Clay is interesting to me as both a material and a metaphor. When making, I look to engage the plasticity of the material and the sensuous, fluid volumes of the wheel-thrown vessel. The rich, varied surfaces of wood-firing convey the change and flux of the kiln environment. These processes tend to capture the sense of clay’s protean malleability that enhances way that the objects might be interpreted as a metaphor for the fugitive nature of experience. By using the vessel as an analogy for selfhood and subjecting it to processes of forming and firing that lend themselves to a sense of transformation (which is both actual and figural), I hope to elicit a sense that our relationship to ourselves and the world around us is more slippery than we ordinarily like to admit.
The work begins on the wheel as a rough cylinder, where gesture and rib marks are encouraged in order to enliven the form and initiate a give-and-take dialogue with the material. In response to the form’s idiosyncrasies, initial lines are lightly sketched on the surface using a finger or sponge. After the clay has stiffened slightly, these lines are revisited, revised, and reinforced by retracing their path, while pushing outward from the inside to stretch the clay wall and express the fleshiness and volume that clay is so capable of. This process continues as the bulges are coaxed and cajoled into a slow-motion collapse that acknowledges the inevitability of gravity’s pull, yet responds with teasing resistance.

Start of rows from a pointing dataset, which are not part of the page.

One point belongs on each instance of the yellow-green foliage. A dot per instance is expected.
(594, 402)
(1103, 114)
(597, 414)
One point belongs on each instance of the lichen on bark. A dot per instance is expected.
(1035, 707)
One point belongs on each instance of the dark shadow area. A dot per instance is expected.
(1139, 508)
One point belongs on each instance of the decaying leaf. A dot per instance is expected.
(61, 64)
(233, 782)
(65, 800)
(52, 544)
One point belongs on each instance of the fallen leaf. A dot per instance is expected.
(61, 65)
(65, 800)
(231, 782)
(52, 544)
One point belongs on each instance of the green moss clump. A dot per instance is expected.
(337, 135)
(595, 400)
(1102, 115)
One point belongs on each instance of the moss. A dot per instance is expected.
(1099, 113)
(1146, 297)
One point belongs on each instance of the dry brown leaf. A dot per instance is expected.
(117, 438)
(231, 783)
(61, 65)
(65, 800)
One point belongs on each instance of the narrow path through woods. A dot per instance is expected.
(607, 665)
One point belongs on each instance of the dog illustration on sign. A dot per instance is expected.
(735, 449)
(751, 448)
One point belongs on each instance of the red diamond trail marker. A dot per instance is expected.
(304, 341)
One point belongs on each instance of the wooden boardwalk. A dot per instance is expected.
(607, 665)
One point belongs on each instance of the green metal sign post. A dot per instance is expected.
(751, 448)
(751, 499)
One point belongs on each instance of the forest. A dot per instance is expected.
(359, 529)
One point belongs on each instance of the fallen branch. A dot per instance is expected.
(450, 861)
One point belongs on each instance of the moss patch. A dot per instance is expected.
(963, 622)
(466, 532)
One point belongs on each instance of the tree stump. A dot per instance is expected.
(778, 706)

The surface treatment is both a dialogue with history (albeit a somewhat smart-alecky one), and an exploration of materials and their chromatic and textural possibilities in the wood kiln. Much of my work is finished using various slips and/or glazes that are particularly sensitive to the atmosphere of the kiln. In order to expand my palette, however, I frequently introduce Mason stains, such as lobster pink, which creates a colorful tension between the juicy wetness of fluxed glaze and the mineral encrustation of ash and embers.